4.6.12

MARC ANTHONY, “Y HUBO ALGUIEN”

29th November, 1997


I need you to have listened to the song before you read this. Not that there's a huge spoiler or anything, but if you just click play and start reading, you won't hear what I'm talking about until two minutes in. Honor system here.

All set? Okay. Honestly, it's as if the U.S. Latin-listening public had not only anticipated my objections to the previous song (recap: sensitive ballad cover of a funky salsa original is a change for the worse), but agreed. What starts off sounding like another ultra-sensitive ballad (but classy! that string arrangement!) eventually turns into a roaring salsa barnstormer, complete with competing horn charts, popping bass, and a lengthy dénouement in which he shouts improvisatorily over the chants of his backing orchestra. The first salsa #1, Wikipedia says, and if my tags disagree I may have misidentified merengue or simply dance music with horns; certainly it's the first #1 by a performer dedicated to the genre.

Salsa, like disco, is essentially a longform medium, structurally flexible but enslaved to the rhythm, highly orchestrated, passionately performed and danced, and an implicit expression of joy regardless of the sentiments in the actual lyrics. (Disco both partly descended from salsa and developed alongside it; but where disco went electro in the 80s salsa has stayed largely true to its big-band roots, and remains a live performer's music rather than a DJ's.)

Those lyrics are where the dramatic ballad-dance structure comes in: it's programmatic music, telling a story even though the change is in mood rather than time. "Y Hubo Alguien" means "and there was someone," and the story Marc Anthony tells is that he was left broken-hearted by the song's addressee -- but it's all right, because there was someone else, someone who took care of him, sacrificed to please him, spoke kindly to him (like a woman should a man, runs the unspoken assumption). And the music and rhythm swell up in response to this joy. The second verse downshifts into a ballad gear again, as he addresses the ex with pity -- and then the chorus whirls back up dramatically, and the long salsa workout that finishes out the song is rubbing it in her face: "I cried over you, now it's your turn to cry a while." Both the sentiment and the music are traditional (well, dating to the 70s), but details of the production (the funky slap bass) and especially Anthony's rich, flexible voice make it thoroughly modern.
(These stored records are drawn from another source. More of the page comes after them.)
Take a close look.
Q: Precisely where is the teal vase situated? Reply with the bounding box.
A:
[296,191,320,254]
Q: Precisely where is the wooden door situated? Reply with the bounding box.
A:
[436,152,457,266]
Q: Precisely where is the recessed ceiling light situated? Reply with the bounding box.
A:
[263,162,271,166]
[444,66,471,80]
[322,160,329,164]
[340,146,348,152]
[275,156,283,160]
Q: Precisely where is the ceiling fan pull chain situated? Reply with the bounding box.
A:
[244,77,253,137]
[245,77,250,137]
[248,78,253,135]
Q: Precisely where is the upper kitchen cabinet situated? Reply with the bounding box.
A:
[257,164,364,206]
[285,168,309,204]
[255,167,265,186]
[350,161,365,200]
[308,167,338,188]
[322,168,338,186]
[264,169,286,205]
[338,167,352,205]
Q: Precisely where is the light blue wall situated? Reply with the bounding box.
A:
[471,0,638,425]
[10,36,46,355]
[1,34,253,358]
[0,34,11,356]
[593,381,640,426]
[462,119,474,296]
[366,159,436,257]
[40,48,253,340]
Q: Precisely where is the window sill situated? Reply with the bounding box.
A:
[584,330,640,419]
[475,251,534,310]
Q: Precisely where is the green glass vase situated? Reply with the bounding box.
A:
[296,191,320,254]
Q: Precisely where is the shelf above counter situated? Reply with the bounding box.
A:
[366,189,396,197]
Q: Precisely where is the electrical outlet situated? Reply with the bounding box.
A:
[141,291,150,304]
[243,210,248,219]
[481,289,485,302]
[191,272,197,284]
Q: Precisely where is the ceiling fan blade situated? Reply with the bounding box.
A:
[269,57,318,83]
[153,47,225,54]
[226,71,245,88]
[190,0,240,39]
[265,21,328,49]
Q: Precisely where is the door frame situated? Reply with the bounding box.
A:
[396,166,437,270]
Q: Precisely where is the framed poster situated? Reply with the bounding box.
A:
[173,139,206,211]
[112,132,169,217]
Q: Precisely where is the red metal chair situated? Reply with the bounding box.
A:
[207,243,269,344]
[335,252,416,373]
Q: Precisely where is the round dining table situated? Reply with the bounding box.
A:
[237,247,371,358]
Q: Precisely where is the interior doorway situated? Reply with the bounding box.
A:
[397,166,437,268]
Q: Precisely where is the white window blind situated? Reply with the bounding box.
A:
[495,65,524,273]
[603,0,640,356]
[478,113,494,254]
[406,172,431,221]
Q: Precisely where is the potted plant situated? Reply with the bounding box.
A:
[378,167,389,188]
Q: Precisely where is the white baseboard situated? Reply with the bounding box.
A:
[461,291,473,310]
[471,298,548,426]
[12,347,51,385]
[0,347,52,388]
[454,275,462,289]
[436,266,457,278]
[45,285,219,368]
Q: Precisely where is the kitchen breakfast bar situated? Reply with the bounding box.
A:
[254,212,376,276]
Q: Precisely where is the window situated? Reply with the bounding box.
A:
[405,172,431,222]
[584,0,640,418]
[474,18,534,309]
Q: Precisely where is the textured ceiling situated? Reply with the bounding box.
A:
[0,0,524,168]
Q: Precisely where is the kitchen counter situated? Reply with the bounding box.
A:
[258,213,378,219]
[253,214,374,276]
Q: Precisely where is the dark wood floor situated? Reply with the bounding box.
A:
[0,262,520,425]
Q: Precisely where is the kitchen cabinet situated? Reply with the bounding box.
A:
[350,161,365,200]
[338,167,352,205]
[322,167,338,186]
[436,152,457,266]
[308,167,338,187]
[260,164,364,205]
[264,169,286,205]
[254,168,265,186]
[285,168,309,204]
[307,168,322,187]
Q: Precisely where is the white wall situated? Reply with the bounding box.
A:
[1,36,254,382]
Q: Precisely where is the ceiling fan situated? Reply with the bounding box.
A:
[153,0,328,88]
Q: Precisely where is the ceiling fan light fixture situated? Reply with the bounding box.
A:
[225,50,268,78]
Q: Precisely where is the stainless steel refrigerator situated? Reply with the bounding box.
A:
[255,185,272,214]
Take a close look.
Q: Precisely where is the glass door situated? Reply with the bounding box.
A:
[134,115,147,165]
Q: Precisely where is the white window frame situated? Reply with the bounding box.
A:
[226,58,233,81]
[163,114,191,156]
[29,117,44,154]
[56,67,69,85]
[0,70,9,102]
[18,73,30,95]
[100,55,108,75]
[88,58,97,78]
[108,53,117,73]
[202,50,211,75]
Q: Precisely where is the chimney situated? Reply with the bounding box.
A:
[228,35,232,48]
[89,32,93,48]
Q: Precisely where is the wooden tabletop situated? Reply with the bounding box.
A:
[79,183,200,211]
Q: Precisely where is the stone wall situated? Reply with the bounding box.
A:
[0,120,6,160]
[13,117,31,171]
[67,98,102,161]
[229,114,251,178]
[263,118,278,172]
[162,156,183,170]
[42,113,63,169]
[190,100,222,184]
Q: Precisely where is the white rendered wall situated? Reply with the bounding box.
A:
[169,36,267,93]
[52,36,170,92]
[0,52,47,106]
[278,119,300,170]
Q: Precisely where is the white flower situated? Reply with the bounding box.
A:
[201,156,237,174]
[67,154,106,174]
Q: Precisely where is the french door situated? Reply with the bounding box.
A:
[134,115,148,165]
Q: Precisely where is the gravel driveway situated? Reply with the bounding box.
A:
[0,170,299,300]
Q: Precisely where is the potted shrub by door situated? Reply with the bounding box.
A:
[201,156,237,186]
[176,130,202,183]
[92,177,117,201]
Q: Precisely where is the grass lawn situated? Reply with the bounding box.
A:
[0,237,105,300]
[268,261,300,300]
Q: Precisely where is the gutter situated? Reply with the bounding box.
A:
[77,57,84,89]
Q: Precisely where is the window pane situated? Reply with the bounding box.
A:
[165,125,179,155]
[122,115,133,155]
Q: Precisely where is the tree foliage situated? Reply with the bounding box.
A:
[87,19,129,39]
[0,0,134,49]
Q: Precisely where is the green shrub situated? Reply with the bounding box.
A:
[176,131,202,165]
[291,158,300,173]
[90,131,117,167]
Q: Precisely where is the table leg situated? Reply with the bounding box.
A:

For here is another brick in the edifice that is the Latin music world as we know it today: Marc Anthony's first #1, the first single off his third album, carefully dramatized and orchestrated to be a massive hit -- he is of the generation of Enrique Iglesias and Alejandro Fernández, and together they represent the tripartite coalition of Latin music within the United States: Iglesias the international playboy and pop star, Fernández the Mexican craftsman and ranchero, and Anthony the Nuyorican soulman and salsero. The album, Contra la Corriente (against the current), with its starkly miminalist cover, posits Anthony as a Real Musician, modern but also out of time, a salsa belter dressed like Paul Simon in 1969. Of the three, he intrigues the most, and I know least what to expect from him as we barrel into the future.

1 comment:

  1. "I cried over you, now it's your turn to cry a while." Simply one of the best lines ever written.